Hell in a Very Small Place
Hell in a Very Small Place
Bernard B. Fall provides a detailed, insightful analysis of the 1954 battle of Dien Bien Phu in this military classic.
Like Gettysburg, Stalingrad, Midway, and Tet, the battle at Dien Bien Phu—a strategic attack launched by France against the Vietnamese in 1954 after eight long years of war—marked a historic turning point. By the end of the fifty-six-day siege, a determined Viet Minh guerrilla force had destroyed a large, tactical French colonial army in the heart of Southeast Asia. The Vietnamese victory would not only end French occupation of Indochina and offer a sobering premonition of the U.S.'s future military defeat in the region, but would also provide a new model of modern warfare in which size and sophistication didn't always dictate victory.

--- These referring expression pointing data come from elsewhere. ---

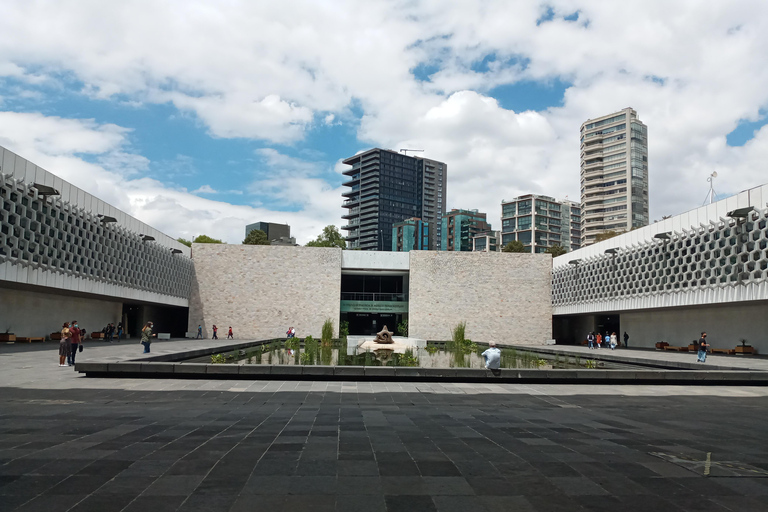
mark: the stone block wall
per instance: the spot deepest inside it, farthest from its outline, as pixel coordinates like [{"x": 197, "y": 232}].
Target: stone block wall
[
  {"x": 503, "y": 297},
  {"x": 261, "y": 290}
]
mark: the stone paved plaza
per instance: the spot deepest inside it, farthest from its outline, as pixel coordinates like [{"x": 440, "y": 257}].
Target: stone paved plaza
[{"x": 71, "y": 443}]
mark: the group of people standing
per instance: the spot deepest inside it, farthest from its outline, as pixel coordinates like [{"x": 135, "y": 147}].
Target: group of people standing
[
  {"x": 610, "y": 340},
  {"x": 71, "y": 343}
]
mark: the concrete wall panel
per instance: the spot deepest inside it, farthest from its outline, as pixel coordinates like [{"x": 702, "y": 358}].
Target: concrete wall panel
[
  {"x": 503, "y": 297},
  {"x": 34, "y": 314},
  {"x": 262, "y": 290},
  {"x": 725, "y": 325}
]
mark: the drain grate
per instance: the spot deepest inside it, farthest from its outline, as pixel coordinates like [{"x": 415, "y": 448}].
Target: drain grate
[{"x": 706, "y": 465}]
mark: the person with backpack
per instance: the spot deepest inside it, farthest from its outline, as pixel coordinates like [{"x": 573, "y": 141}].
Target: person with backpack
[
  {"x": 146, "y": 336},
  {"x": 74, "y": 342},
  {"x": 64, "y": 345},
  {"x": 703, "y": 346}
]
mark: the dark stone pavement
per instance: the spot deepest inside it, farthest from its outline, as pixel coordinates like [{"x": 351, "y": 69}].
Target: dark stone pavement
[{"x": 107, "y": 450}]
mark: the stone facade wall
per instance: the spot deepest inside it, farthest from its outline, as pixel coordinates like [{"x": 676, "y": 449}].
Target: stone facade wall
[
  {"x": 503, "y": 297},
  {"x": 261, "y": 290}
]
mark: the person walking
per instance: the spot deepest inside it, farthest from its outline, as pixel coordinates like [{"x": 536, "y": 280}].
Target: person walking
[
  {"x": 75, "y": 341},
  {"x": 703, "y": 346},
  {"x": 146, "y": 336},
  {"x": 492, "y": 357},
  {"x": 64, "y": 347}
]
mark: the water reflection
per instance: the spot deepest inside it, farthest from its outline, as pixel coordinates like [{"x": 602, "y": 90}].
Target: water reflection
[{"x": 432, "y": 355}]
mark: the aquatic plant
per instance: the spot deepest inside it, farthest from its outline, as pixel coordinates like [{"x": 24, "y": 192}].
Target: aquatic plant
[{"x": 326, "y": 335}]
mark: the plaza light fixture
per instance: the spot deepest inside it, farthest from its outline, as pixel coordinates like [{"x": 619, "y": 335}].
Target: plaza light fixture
[
  {"x": 44, "y": 190},
  {"x": 741, "y": 214}
]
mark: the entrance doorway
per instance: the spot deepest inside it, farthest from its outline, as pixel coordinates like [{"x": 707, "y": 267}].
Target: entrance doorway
[
  {"x": 608, "y": 324},
  {"x": 371, "y": 323}
]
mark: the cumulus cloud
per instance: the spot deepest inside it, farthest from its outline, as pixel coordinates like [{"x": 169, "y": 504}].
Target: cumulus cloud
[
  {"x": 172, "y": 210},
  {"x": 274, "y": 72}
]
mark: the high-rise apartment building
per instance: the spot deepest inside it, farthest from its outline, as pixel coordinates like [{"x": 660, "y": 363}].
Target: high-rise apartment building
[
  {"x": 540, "y": 222},
  {"x": 460, "y": 227},
  {"x": 614, "y": 174},
  {"x": 411, "y": 235},
  {"x": 386, "y": 187},
  {"x": 487, "y": 242},
  {"x": 571, "y": 226}
]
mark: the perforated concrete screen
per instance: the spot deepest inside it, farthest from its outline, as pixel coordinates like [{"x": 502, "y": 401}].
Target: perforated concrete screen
[
  {"x": 720, "y": 259},
  {"x": 55, "y": 236}
]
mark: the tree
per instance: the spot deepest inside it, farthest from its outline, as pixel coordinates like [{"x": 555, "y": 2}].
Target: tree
[
  {"x": 556, "y": 250},
  {"x": 256, "y": 237},
  {"x": 205, "y": 239},
  {"x": 514, "y": 246},
  {"x": 330, "y": 237},
  {"x": 606, "y": 235}
]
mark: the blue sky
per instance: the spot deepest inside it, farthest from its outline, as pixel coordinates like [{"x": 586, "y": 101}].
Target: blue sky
[{"x": 238, "y": 112}]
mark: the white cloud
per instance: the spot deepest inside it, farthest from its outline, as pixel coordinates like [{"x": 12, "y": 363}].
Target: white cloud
[
  {"x": 273, "y": 71},
  {"x": 59, "y": 145},
  {"x": 205, "y": 189}
]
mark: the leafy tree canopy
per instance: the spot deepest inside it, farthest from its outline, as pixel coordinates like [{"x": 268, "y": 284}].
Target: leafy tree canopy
[
  {"x": 330, "y": 237},
  {"x": 205, "y": 239},
  {"x": 556, "y": 250},
  {"x": 607, "y": 234},
  {"x": 514, "y": 246},
  {"x": 256, "y": 237}
]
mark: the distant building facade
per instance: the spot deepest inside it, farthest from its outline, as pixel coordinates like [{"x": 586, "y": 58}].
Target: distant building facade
[
  {"x": 490, "y": 241},
  {"x": 386, "y": 187},
  {"x": 411, "y": 234},
  {"x": 460, "y": 227},
  {"x": 540, "y": 222},
  {"x": 277, "y": 234},
  {"x": 614, "y": 174}
]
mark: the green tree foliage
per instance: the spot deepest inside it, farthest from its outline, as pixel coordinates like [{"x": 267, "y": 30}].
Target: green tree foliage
[
  {"x": 556, "y": 250},
  {"x": 256, "y": 237},
  {"x": 606, "y": 235},
  {"x": 514, "y": 246},
  {"x": 205, "y": 239},
  {"x": 330, "y": 237}
]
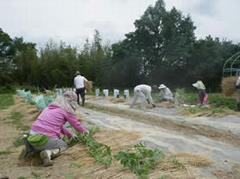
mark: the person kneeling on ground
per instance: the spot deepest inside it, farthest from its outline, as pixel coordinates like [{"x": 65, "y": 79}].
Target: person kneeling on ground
[
  {"x": 144, "y": 93},
  {"x": 165, "y": 93},
  {"x": 46, "y": 130},
  {"x": 202, "y": 95},
  {"x": 238, "y": 93}
]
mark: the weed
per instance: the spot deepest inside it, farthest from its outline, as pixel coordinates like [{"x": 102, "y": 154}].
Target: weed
[
  {"x": 100, "y": 152},
  {"x": 15, "y": 118},
  {"x": 37, "y": 175},
  {"x": 18, "y": 142},
  {"x": 68, "y": 176},
  {"x": 164, "y": 177},
  {"x": 75, "y": 165},
  {"x": 6, "y": 100},
  {"x": 177, "y": 163},
  {"x": 5, "y": 152},
  {"x": 140, "y": 159}
]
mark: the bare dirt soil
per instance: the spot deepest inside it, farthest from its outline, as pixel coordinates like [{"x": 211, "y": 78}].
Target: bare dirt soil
[{"x": 120, "y": 133}]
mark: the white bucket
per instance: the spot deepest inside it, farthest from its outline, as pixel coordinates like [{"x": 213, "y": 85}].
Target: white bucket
[
  {"x": 116, "y": 93},
  {"x": 105, "y": 92},
  {"x": 97, "y": 92},
  {"x": 126, "y": 94}
]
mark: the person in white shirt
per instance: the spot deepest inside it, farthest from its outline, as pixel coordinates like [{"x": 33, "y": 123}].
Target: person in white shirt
[
  {"x": 80, "y": 87},
  {"x": 165, "y": 92},
  {"x": 144, "y": 93},
  {"x": 238, "y": 93}
]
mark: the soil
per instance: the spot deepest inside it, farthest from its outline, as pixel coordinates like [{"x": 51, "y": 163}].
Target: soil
[{"x": 201, "y": 156}]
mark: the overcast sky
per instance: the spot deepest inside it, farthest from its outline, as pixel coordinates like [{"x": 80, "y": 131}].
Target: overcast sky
[{"x": 73, "y": 21}]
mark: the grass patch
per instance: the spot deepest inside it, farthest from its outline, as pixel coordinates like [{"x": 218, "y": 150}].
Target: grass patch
[
  {"x": 5, "y": 152},
  {"x": 16, "y": 119},
  {"x": 140, "y": 160},
  {"x": 18, "y": 142},
  {"x": 6, "y": 100}
]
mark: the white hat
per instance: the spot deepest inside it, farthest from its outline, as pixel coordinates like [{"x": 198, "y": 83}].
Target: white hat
[
  {"x": 161, "y": 86},
  {"x": 199, "y": 85}
]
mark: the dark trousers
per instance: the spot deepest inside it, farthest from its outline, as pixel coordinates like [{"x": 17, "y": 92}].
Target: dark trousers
[{"x": 81, "y": 92}]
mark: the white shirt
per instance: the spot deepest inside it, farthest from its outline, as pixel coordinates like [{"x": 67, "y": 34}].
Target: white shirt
[
  {"x": 167, "y": 94},
  {"x": 79, "y": 81},
  {"x": 143, "y": 88}
]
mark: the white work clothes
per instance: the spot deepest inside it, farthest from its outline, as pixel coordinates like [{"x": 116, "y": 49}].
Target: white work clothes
[
  {"x": 79, "y": 81},
  {"x": 167, "y": 94},
  {"x": 144, "y": 93}
]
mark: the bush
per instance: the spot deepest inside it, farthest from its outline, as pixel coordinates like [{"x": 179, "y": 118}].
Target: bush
[{"x": 7, "y": 89}]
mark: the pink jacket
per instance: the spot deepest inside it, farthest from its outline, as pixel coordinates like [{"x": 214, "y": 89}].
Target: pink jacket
[{"x": 51, "y": 122}]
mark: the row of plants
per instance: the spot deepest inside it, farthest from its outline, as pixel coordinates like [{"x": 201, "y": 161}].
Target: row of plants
[{"x": 140, "y": 159}]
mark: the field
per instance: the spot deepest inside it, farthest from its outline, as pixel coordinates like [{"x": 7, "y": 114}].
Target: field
[{"x": 196, "y": 143}]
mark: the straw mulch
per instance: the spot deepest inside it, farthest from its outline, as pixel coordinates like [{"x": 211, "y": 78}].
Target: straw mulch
[{"x": 228, "y": 85}]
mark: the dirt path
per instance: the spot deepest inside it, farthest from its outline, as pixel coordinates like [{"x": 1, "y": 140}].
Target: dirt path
[
  {"x": 225, "y": 129},
  {"x": 75, "y": 162}
]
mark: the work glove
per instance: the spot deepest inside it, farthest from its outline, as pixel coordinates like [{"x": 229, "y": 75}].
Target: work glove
[{"x": 74, "y": 137}]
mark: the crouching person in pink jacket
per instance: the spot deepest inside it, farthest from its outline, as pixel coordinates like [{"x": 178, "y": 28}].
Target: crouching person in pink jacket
[{"x": 49, "y": 126}]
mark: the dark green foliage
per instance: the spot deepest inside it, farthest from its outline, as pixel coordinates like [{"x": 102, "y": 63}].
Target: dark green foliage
[
  {"x": 6, "y": 100},
  {"x": 140, "y": 159},
  {"x": 100, "y": 152}
]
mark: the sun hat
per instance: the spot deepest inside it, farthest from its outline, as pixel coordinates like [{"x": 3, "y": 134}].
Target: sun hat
[
  {"x": 161, "y": 86},
  {"x": 199, "y": 85}
]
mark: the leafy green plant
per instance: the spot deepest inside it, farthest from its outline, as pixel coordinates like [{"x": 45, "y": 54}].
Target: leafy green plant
[
  {"x": 177, "y": 163},
  {"x": 140, "y": 160},
  {"x": 18, "y": 142},
  {"x": 5, "y": 152},
  {"x": 100, "y": 152},
  {"x": 6, "y": 100}
]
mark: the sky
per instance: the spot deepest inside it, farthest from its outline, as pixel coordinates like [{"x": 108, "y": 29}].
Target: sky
[{"x": 72, "y": 21}]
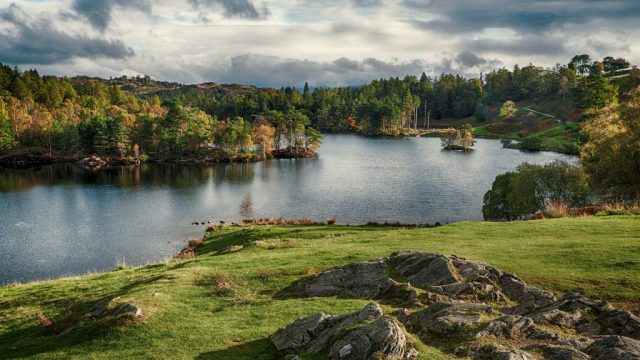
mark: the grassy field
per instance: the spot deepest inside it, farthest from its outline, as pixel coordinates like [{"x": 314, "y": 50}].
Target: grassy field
[{"x": 222, "y": 307}]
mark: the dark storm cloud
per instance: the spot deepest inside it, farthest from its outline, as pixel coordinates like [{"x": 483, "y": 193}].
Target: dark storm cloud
[
  {"x": 469, "y": 59},
  {"x": 37, "y": 41},
  {"x": 233, "y": 8},
  {"x": 520, "y": 15},
  {"x": 98, "y": 12}
]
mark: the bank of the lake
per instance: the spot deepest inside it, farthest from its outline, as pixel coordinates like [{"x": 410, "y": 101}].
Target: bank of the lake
[
  {"x": 63, "y": 219},
  {"x": 187, "y": 312}
]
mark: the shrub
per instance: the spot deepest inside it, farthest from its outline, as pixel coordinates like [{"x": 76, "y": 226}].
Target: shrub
[
  {"x": 532, "y": 188},
  {"x": 556, "y": 209},
  {"x": 193, "y": 243}
]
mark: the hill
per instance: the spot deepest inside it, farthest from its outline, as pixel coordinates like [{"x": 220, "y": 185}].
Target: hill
[{"x": 222, "y": 305}]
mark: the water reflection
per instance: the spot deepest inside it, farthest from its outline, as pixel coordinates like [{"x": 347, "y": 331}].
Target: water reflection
[
  {"x": 63, "y": 219},
  {"x": 174, "y": 176}
]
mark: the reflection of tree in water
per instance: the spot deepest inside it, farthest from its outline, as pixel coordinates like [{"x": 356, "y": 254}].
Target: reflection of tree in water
[
  {"x": 171, "y": 175},
  {"x": 234, "y": 172}
]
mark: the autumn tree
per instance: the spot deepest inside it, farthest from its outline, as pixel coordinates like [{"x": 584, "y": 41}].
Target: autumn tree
[
  {"x": 263, "y": 135},
  {"x": 508, "y": 110},
  {"x": 6, "y": 134},
  {"x": 611, "y": 155}
]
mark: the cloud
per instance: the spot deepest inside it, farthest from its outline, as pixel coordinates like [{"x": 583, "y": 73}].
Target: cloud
[
  {"x": 469, "y": 59},
  {"x": 38, "y": 41},
  {"x": 233, "y": 8},
  {"x": 523, "y": 16},
  {"x": 273, "y": 71},
  {"x": 532, "y": 44},
  {"x": 366, "y": 3},
  {"x": 98, "y": 12}
]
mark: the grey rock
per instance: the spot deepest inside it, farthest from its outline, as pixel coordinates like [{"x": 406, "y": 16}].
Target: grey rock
[
  {"x": 443, "y": 318},
  {"x": 411, "y": 354},
  {"x": 425, "y": 270},
  {"x": 539, "y": 334},
  {"x": 508, "y": 326},
  {"x": 551, "y": 352},
  {"x": 229, "y": 250},
  {"x": 352, "y": 336},
  {"x": 529, "y": 297},
  {"x": 589, "y": 329},
  {"x": 365, "y": 280},
  {"x": 614, "y": 348},
  {"x": 383, "y": 335},
  {"x": 621, "y": 322},
  {"x": 299, "y": 333},
  {"x": 475, "y": 271},
  {"x": 557, "y": 317},
  {"x": 497, "y": 352}
]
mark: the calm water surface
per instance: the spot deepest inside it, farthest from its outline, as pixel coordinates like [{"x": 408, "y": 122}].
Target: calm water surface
[{"x": 60, "y": 220}]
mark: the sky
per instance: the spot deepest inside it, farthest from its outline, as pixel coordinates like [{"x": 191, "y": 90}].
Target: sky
[{"x": 323, "y": 42}]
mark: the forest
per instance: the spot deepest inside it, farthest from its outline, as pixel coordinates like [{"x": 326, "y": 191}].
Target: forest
[{"x": 148, "y": 119}]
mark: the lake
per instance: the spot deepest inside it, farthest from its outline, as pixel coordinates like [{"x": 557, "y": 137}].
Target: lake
[{"x": 62, "y": 219}]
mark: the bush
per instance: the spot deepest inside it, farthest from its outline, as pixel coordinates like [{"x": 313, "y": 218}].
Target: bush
[
  {"x": 556, "y": 209},
  {"x": 533, "y": 188}
]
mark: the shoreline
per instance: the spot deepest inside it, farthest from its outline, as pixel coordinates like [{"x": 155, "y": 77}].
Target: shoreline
[{"x": 28, "y": 160}]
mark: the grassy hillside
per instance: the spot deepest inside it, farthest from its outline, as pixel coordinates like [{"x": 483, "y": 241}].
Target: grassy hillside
[
  {"x": 549, "y": 120},
  {"x": 222, "y": 306}
]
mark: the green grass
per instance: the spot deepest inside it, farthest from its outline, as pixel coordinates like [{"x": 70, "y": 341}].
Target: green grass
[{"x": 186, "y": 315}]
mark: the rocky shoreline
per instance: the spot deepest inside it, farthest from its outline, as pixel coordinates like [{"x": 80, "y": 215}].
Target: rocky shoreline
[
  {"x": 466, "y": 308},
  {"x": 34, "y": 159}
]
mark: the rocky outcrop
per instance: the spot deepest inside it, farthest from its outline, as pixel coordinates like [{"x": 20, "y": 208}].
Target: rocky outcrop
[
  {"x": 366, "y": 280},
  {"x": 497, "y": 352},
  {"x": 443, "y": 318},
  {"x": 353, "y": 336},
  {"x": 551, "y": 352},
  {"x": 614, "y": 348},
  {"x": 508, "y": 326},
  {"x": 479, "y": 311}
]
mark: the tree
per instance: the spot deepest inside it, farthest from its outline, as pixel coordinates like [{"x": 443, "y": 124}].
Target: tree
[
  {"x": 508, "y": 110},
  {"x": 611, "y": 155},
  {"x": 6, "y": 134},
  {"x": 582, "y": 63},
  {"x": 246, "y": 206},
  {"x": 594, "y": 92},
  {"x": 481, "y": 112},
  {"x": 496, "y": 204},
  {"x": 121, "y": 142},
  {"x": 263, "y": 135},
  {"x": 611, "y": 65},
  {"x": 516, "y": 195},
  {"x": 531, "y": 143}
]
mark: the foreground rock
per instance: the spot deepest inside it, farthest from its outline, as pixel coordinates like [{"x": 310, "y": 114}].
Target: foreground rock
[
  {"x": 460, "y": 305},
  {"x": 614, "y": 348},
  {"x": 358, "y": 335},
  {"x": 365, "y": 280}
]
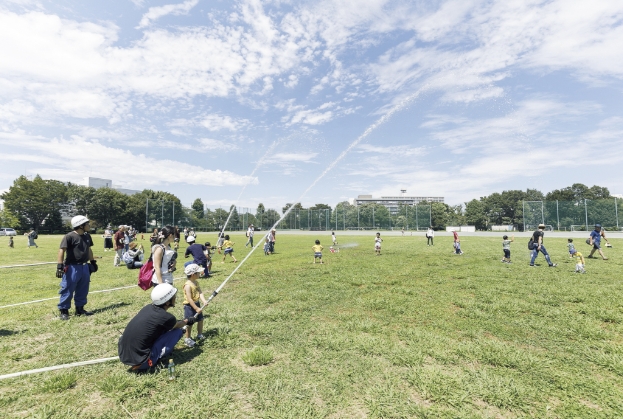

Before his death in Vietnam in 1967, Bernard Fall, a critically acclaimed scholar and reporter, drew upon declassified documents from the French Defense Ministry and interviews with thousands of surviving French and Vietnamese soldiers to weave a compelling account of the key battle of Dien Bien Phu. With Fall's thorough and insightful analysis, Hell in a Very Small Place has become one of the benchmarks in war reportage.